Generate an SBOM in CI with GitHub Actions
Add a GitHub Actions step that runs vg sbom export on every push and uploads the CycloneDX SBOM as a build artifact, so every build ships a fresh inventory.
Generating an SBOM by hand is easy to forget. Wiring it into CI means every build emits an up-to-date inventory automatically. This tutorial adds a GitHub Actions step that exports a CycloneDX SBOM and stores it as a workflow artifact.
Prerequisites
- A GitHub repository
- A project with a dependency manifest
Steps
1. Add a CI workflow file
Create .github/workflows/sbom.yml with a job that checks out the code and sets up Node.js.
2. Install the CLI in the job
Use the no-install form so there is nothing global to manage:
npx @vibgrate/cli scan
This scans the checked-out repository and prepares the artifacts the SBOM is built from.
3. Export the SBOM
Add a step that exports the CycloneDX SBOM to a file:
vg sbom export --format cyclonedx --out sbom.cdx.json
If you are using the no-install form throughout, prefix with npx @vibgrate/cli instead of vg.

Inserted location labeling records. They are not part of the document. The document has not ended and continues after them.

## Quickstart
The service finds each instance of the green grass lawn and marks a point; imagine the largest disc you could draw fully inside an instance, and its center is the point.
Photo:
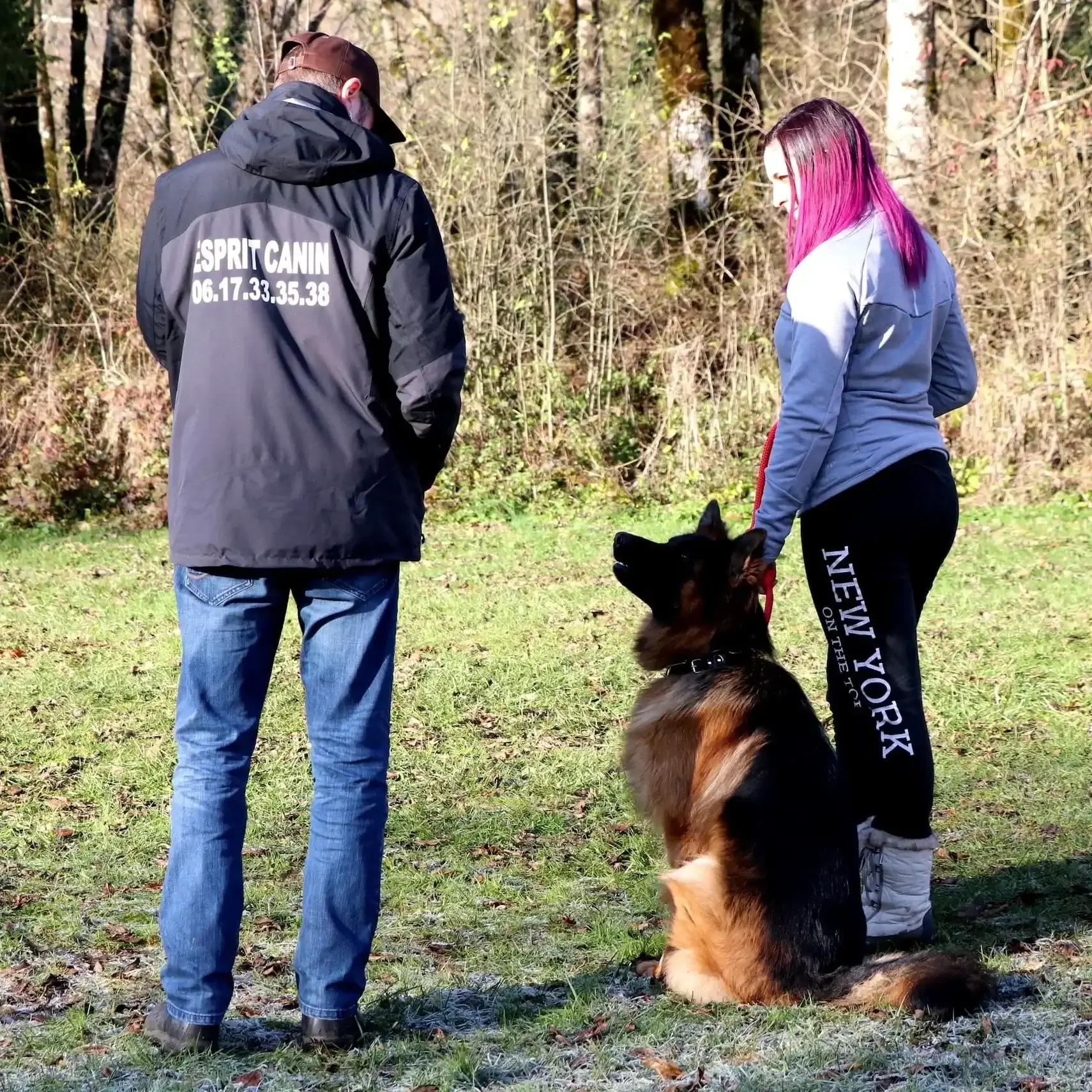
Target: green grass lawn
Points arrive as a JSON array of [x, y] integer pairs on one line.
[[518, 879]]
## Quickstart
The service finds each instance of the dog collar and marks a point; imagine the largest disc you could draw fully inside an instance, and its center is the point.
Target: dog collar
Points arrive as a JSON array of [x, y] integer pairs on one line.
[[720, 661]]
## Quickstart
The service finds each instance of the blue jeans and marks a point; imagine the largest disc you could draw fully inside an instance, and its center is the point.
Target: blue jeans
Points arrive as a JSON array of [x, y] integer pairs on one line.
[[231, 624]]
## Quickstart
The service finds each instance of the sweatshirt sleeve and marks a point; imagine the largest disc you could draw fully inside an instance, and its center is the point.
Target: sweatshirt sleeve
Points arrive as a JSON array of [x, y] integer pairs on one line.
[[824, 312], [428, 351], [955, 376]]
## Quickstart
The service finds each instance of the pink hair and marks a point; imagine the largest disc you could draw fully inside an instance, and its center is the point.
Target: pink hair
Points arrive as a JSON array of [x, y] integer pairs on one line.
[[830, 158]]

4. Upload the SBOM artifact
Use actions/upload-artifact to persist sbom.cdx.json from the run. A complete workflow looks like:
name: SBOM
on: [push]
jobs:
sbom:
runs-on: ubuntu-latest
steps:
- uses: actions/checkout@v4
- uses: actions/setup-node@v4
with:
node-version: 20
- run: npx @vibgrate/cli scan
- run: npx @vibgrate/cli sbom export --format cyclonedx --out sbom.cdx.json
- uses: actions/upload-artifact@v4
with:
name: sbom
path: sbom.cdx.json
5. Run and confirm the workflow
Push a commit to trigger the workflow. When it finishes, the sbom artifact is attached to the run for download.
Verification
The job succeeds (exit code 0) and the run's Artifacts section lists sbom.cdx.json. Download it and confirm the components array is populated.
Next Steps
Attach the generated SBOM to your releases, and combine SBOM export with a drift gate so one CI job covers both inventory and quality.